A city-ordered audit of staffing levels at the Atlanta (Geo.) Fire Department discovered that all components of incident handling in the communications center exceeded national standards and, in fact, contributed to more than half the increase in overall response time from 2008 to 2010. The City Auditor just issued their report that shows the number of incidents was up four percent over the two years, and 75 percent were medical incidents. The auditor compared the city’s response times to standards established by the National Fire Protection Association (NFPA 1710). First, the auditor says it takes an Atlanta E911 calltaker 337 seconds (in 95% of incidents) to transfer emergency 911 calls to a fire dispatcher, compared to the 30-second NFPA standard. “E911 transferred fewer than 1% of calls within 30 seconds,” the auditor said in the report. Next, it takes a fire dispatcher 111 seconds to notify the assigned units, compared to the 60 seconds-or-less NFPA standard. Turn-out times for both EMS and fire incidents are also lengthy, the auditor found, about three times longer than the NFPA standard.
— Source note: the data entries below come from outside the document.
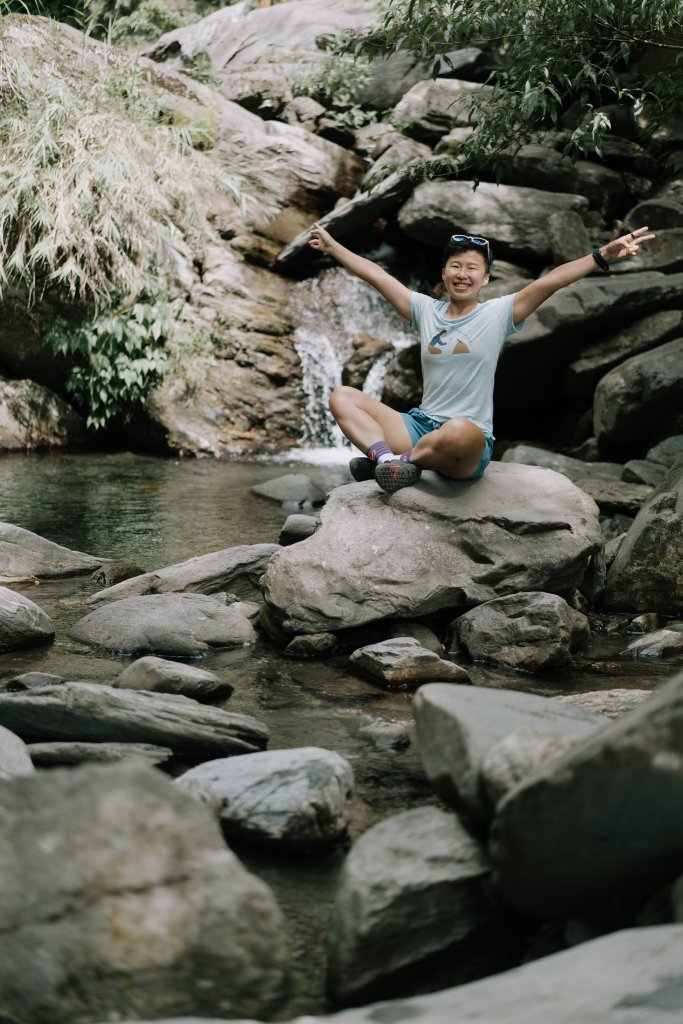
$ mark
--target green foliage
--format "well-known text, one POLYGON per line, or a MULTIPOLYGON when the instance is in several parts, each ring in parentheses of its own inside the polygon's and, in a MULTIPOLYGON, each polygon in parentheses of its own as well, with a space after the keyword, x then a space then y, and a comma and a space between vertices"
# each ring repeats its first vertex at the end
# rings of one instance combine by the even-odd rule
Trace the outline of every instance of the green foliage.
POLYGON ((190 78, 194 78, 196 82, 201 82, 202 85, 218 84, 211 58, 206 53, 196 54, 192 58, 192 63, 186 64, 183 71, 190 78))
POLYGON ((45 344, 73 365, 67 390, 96 430, 138 404, 164 371, 169 334, 168 305, 136 302, 120 313, 78 323, 59 318, 45 344))
POLYGON ((360 128, 377 119, 375 111, 364 110, 358 97, 370 81, 370 63, 361 56, 330 52, 322 56, 299 55, 296 70, 290 72, 295 96, 310 96, 328 114, 349 128, 360 128))
POLYGON ((180 19, 157 0, 143 0, 137 10, 124 14, 111 22, 114 43, 133 36, 137 39, 158 39, 164 32, 178 28, 180 19))
POLYGON ((650 132, 680 121, 681 0, 387 0, 378 29, 344 48, 363 55, 409 50, 436 76, 449 53, 489 44, 502 51, 503 66, 488 79, 492 97, 471 101, 475 130, 460 168, 476 173, 495 164, 556 126, 573 103, 580 120, 567 147, 572 155, 599 152, 611 125, 598 108, 608 104, 633 105, 650 132), (646 70, 639 61, 648 49, 660 59, 646 70))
Travel times are over double the standard, the audit revealed. The auditor said her analysis was hampered by the lack of comm center data—48 percent of incident timestamps were missing or unusable. Timestamps were also missing from medical incidents that originated from Grady Hospital. Because of the findings, the auditor reported she will investigate why 911 call transfer times are high, and if increased staffing would shorten overall response times. She will also investigate the missing timestamps and why fire units take so long to leave the station after being dispatched. Download (pdf) the auditor’s report.

2 comments… add one

  • acreccsucks November 15, 2011, 2:51 pm

    It would be helpful to know what CAD system the department uses, and what sort of Station Alerting system (automated, partially automated or manual).
    A quick scan of the pdf didn’t indicate.
    Most folks with experience in the industry know that certain manufacturers/vendors have less than stellar reputation. If there is a CAD system or Alerting system that fails on a regular basis causing response delays and deaths due to delayed responses well, there’s your answer.

    • Disp January 5, 2012, 7:41 am

      Why did they alert them before dispatching the call? How hard can it be to just xfr the call? It makes no sense. When it is busy transfer the call and answer the next one….It is crazy.